Have you ever been part of a conversation in which you can't figure out why people are complaining about the wrong thing? For example:
Them: "Oh Lovey, I just don't understand how they could put that tile in the bathroom."
You: "Um, what about the 10-foot hole in the roof?"
Translation—A president trying to influence a privately-owned business is much worse than athletes not standing during the National Anthem.
The issue used to be about one guy named Kaepernick, who no longer reads play books. Now it's about a president named Trump, who evidently never read American history. At a campaign rally last September in Alabama, the president asked, "Wouldn’t you love to see one of these NFL owners, when somebody disrespects our flag, to say, ‘Get that son of a bitch off the field right now, out. He’s fired. He’s fired!’" While there was apparently no reason to bring this issue up since it was so last season, it was the only memorable thing in his speech, considering his candidate lost. He continued by saying that kneeling during the National Anthem was, " … a total disrespect of our heritage. That’s a total disrespect for everything we stand for."
What a bunch of bravo sierra.
The President's analysis is expected because it's bereft of historical context (remember, during the campaign he and his friends freely admitted he doesn't read books). Do we need to point out the whole rebellion against authority thing that got this party started, or the civil rights marches, or any other march or protest in our country's history? Are we to assume that the head of the federal government is to deem what is an appropriate protest, or is not antithetical to what real Americans believe? While I find it repellent, the burning of the flag is a protected act, so one would think that kneeling before a non-burned version wouldn't spark presidential calls for boycotts, which he called for a few days later.
To correct the president, "what we stand for" is the protection of the individual against excessive power, or in Trump's case, influence, from state or federal government.

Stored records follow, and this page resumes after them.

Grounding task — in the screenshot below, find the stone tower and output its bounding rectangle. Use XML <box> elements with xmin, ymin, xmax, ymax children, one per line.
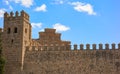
<box><xmin>3</xmin><ymin>10</ymin><xmax>31</xmax><ymax>74</ymax></box>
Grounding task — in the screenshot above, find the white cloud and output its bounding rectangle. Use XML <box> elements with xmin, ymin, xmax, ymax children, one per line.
<box><xmin>69</xmin><ymin>2</ymin><xmax>96</xmax><ymax>15</ymax></box>
<box><xmin>10</xmin><ymin>0</ymin><xmax>34</xmax><ymax>7</ymax></box>
<box><xmin>4</xmin><ymin>0</ymin><xmax>9</xmax><ymax>5</ymax></box>
<box><xmin>35</xmin><ymin>4</ymin><xmax>47</xmax><ymax>12</ymax></box>
<box><xmin>52</xmin><ymin>0</ymin><xmax>65</xmax><ymax>4</ymax></box>
<box><xmin>9</xmin><ymin>5</ymin><xmax>13</xmax><ymax>10</ymax></box>
<box><xmin>31</xmin><ymin>23</ymin><xmax>42</xmax><ymax>28</ymax></box>
<box><xmin>53</xmin><ymin>23</ymin><xmax>70</xmax><ymax>31</ymax></box>
<box><xmin>0</xmin><ymin>8</ymin><xmax>6</xmax><ymax>17</ymax></box>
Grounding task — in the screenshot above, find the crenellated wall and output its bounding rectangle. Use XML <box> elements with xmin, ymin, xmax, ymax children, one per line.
<box><xmin>26</xmin><ymin>43</ymin><xmax>120</xmax><ymax>51</ymax></box>
<box><xmin>24</xmin><ymin>44</ymin><xmax>120</xmax><ymax>74</ymax></box>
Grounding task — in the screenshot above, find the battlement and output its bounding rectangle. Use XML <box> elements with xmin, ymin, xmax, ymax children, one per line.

This includes individual defiance. It allows us to conduct civil disobedience without fear of loss of life, liberty (barring violation of standing law) or property. American government 101. Granted, defiance may spark public condemnation. But public discussion is far afield from presidential tampering.
Yet where were the small government, so-called conservative pundits and voters during this verbal assault? Evidently, they were watching Trading Places, a movie in which they pretended to be big government, authoritarians. They applauded the president's attacks. They chose to selectively forget Madison's maxim that, "In Republics, the great danger is, that the majority may not sufficiently respect the rights of the minority." Imagine if Obama or Hillary Clinton had waged a verbally-bungled war against a privately-owned company (except for the oil and gas industry, of course), actually calling for employees to be fired. Republicans would have lost their minds, and rightly so. They would have pointed it out as another example of the federal government intervening in private business; the ever-expanding power of the executive branch.
The right response, by any president, would have echoed George Bush's comments following the faux outrage over the Dixie Chicks. He said at the time, "The Dixie Chicks are free to speak their mind. They can say what they want to say … they shouldn't have their feelings hurt just because some people don't want to buy their records when they speak out … Freedom is a two-way street … I don't really care what the Dixie Chicks said. I want to do what I think is right for the American people, and if some singers or Hollywood stars feel like speaking out, that's fine. That's the great thing about America."
From bravo sierra to bravo.
But on this issue, with this president, our old friend Hypocrisy keeps stopping by. It's interesting that my Republican brethren give lip service to free enterprise and markets. Be it healthcare, energy or taxes, they talk the talk of limited government. They are supposed to believe in the power of the market to dictate what is not just a viable, desired product, but one that is approved by society. Further, they should hold sacrosanct that we are all individual political actors, not cogs in a collective. Yet, when it's their guy from their team, and it has to do with the flag? Well, that's red meat, and the lap dogs are hungry. "Fire the players!" "Hold the owners accountable!" Government-issued pitchforks, anyone?
It's worth repeating that the NFL is a private business. They have free reign to do lots of things (unless their business is called Hobby Lobby and they offer a certain type of health insurance). If you owned a legal business and a president attacked you repeatedly, would your first response be to reflect on your business decisions, or to ask who does this guy think he is?
I am fully aware that the NFL's rules plainly state that players should stand during the National Anthem. I'm also aware that they have punished players for putting little bedazzled designs on their shoes, a seemingly far less offense in the average American's eyes. Our friend Hypocrisy has been making the rounds. But again, that's their business, because it's their business. The NFL and POTUS are two very different things. The NFL has no power, other than whatever influence they try to peddle on local, state and federal officials. POTUS, meanwhile, is the head of a federal government that encompasses more power than all the characters in a Marvel Comics movie.
You make consumption choices every day: What to buy, listen to, watch or, like right now, read. You've done just fine without the help of elected officials. As for those elected officials, also known as public servants, also known as President Trump, a reminder that one of the best ways to lead is by example. In this case, that means being quiet.